- Date: December 18, 2002
- Season: 2002
- Stadium: Ladd–Peebles Stadium
- Location: Mobile, Alabama
- MVP: Marshall QB Byron Leftwich
- Favorite: Marshall by 2.5
- Referee: Tom Ritter (SEC)
- Attendance: 40,646

United States TV coverage
- Network: ESPN

= 2002 GMAC Bowl =

The 2002 GMAC Bowl was an American college football bowl game. It was part of the 2002 NCAA Division I-A football season and was the fifth edition of the bowl game.
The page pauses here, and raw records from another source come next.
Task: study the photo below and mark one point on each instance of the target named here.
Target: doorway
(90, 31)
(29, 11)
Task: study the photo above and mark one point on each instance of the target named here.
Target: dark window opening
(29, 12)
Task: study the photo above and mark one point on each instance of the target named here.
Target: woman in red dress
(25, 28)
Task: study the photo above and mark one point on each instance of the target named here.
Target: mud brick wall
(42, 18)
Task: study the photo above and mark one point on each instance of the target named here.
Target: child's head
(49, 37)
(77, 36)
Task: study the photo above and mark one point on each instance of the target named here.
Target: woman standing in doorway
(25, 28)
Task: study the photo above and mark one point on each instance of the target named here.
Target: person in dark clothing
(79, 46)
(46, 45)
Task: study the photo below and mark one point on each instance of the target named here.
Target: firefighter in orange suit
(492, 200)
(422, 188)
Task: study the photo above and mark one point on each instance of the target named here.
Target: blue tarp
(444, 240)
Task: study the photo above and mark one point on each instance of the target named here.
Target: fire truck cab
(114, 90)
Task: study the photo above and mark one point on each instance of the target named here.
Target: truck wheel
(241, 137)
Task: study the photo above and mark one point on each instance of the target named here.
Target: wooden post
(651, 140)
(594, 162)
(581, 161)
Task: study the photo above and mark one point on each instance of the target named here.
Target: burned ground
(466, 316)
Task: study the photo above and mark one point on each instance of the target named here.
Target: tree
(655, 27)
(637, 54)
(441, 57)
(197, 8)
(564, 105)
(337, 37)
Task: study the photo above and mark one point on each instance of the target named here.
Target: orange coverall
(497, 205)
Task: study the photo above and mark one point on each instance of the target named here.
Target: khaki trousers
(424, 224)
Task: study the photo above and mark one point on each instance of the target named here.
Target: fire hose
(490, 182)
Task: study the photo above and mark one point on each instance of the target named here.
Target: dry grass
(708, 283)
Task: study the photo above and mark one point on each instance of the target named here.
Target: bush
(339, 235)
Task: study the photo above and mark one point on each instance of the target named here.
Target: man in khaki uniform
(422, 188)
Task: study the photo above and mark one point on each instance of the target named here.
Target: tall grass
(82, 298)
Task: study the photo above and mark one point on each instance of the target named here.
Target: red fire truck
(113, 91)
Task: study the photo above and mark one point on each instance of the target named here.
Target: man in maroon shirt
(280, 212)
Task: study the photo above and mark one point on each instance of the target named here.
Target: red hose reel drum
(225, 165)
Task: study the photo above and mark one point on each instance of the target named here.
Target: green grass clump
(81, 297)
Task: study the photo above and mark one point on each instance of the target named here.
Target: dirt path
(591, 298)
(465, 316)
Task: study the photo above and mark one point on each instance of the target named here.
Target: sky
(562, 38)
It was played in December 2002 and featured the Louisville Cardinals, and the Marshall Thundering Herd.

Marshall started the scoring with a 9-yard touchdown pass from Byron Leftwich to wide receiver Denero Marriott for a 7–0 lead. In the second quarter, Marshall's Curtis Head kicked a 23-yard field goal to give Marshall a 10–0 lead. Leftwich later tossed an 8-yard touchdown pass to wide receiver Demetrius Doss for a 17–0 lead. Louisville got on the board with a 2-yard TJ Patterson touchdown run, making the score 17–7.

In the third quarter, Leftwich again connected with Doss for a 12-yard touchdown pass and a 24–7 lead. He later found Marriott for a 26-yard touchdown pass in the fourth quarter. Franklin Wallace added a 15-yard touchdown run to give Marshall a 38–7 lead. With 13 seconds left in the game, quarterback Dave Ragone found Tiger Jones in the end zone for a Louisville touchdown. The two-point conversion to Jones made the final score 38–15.

The game was also notorious for Louisville's players learning from fans during the first half that head coach John L. Smith had accepted the head coaching job at Michigan State.